空-Q-所為

在の実践

複数の世界

ずっと平行線を感じる. わたしがわたしでなかった時空のあなたが, わたしのことを見透かすように, そこにいる. わたしはあなたのことなどひとつもわからないのに.

それは一方的な通報. 無音のサイレンがわたしの首を絞めて, わたしは苦しくて, でも苦しいばかりだからそれでいい. 視界がぼやけて - 足がもつれて, 転んで, 地に這いつくばるような傷がついて - どこかにあなたの幻影を探して …… 腹がすいて, 眠くて, 薬を飲んで - 怖くて, 寂しくて, 全部がそんな感じで, もう生きていけないんだ.

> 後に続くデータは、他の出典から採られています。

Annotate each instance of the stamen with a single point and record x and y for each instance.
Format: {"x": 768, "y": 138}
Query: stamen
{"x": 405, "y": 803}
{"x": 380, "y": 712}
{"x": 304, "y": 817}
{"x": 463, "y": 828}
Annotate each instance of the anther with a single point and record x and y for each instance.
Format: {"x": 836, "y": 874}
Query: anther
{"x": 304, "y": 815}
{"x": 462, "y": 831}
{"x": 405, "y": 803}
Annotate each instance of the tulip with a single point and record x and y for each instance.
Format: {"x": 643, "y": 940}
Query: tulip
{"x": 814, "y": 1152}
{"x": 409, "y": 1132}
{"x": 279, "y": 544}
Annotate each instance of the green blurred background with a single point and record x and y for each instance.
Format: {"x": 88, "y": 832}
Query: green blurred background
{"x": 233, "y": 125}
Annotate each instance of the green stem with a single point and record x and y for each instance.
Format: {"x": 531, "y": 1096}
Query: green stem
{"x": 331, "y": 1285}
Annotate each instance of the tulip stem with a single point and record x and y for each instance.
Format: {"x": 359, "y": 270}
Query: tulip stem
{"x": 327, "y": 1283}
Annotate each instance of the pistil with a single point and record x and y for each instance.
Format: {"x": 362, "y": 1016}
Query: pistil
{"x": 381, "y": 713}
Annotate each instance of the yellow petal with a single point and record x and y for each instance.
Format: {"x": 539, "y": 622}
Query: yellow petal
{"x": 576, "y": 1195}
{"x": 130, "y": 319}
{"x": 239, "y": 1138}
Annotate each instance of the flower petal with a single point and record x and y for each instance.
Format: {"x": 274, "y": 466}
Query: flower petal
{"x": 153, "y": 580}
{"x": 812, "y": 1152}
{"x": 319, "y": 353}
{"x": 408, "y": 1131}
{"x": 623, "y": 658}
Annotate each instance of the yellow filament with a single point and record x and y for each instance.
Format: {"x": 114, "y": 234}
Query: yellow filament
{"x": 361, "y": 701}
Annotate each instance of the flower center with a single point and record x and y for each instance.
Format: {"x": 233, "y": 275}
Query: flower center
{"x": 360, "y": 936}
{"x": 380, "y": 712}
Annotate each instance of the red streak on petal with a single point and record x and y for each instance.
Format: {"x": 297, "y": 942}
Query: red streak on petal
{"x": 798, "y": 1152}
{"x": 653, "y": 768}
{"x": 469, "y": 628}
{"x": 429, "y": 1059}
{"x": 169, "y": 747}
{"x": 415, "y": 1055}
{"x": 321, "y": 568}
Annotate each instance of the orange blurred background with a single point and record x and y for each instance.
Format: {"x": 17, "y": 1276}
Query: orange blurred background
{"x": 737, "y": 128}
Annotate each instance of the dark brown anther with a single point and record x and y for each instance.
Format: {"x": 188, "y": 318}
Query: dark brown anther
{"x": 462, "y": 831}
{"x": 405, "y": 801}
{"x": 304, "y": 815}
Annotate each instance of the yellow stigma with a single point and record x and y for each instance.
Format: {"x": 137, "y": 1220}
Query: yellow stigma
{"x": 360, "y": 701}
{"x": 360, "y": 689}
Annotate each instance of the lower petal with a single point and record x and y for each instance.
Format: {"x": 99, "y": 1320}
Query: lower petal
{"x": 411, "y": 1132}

脳機能が萎縮するのを感じる. このままどこにもいけなくなって, 暗い箱のなかでヤアヤアいうだけの骸になったら面白いなあ. 誰か弔ってくれるか ? 骨くらい拾ってくれともおもうが, もう放っといていい. そんなのは.

最終列車がゆくのを見守って, それが最終ならわたしがいまいるだけのこの駅はもう駅ではないのだろう. では, 駅に入ったわたしは一体どこから出ていけばいいのだろうか. ひとりだけ取り残されたみたいだ. ここには優しい友達はいない. ひとのぬくもりはどこにもない. 寒い. アァ身体が冷えて怠いんだ, 焚き火をしたいが - そんな手立てはない. どうやら今日でもってその日暮らしを辿る自転車操業は失敗したみたいだ. 償いのため凍えて死ねというのか ? いや - 結局それもわたしの解釈でしかないんだろうな. どこにも事実なんてない …… わたしが存在したという事実なんて, コーディングの果てに拾われた幻覚症状なのかもしれない. それは, わたしがそうなのか.

寒い. ここは暗い. 悲しい. だれもいない. どこにも誰もいない. ただ孤独な時空に - 惑星にわたしはいて …… 宇宙の孤児だったら. 結局そこに孤児がたくさんいるなら, そこはあまりにも救われないだろう. 救いがあるなら …… わたしもそうありたい …… わたしには, 勇気がないのかもしれない. この寒い世界を出ていく勇気が.

もし来訪者がいるなら, わたしが百年の時空を越えて待っていたと伝えてほしい. …… 僕は昨日に墓にこもったようだから.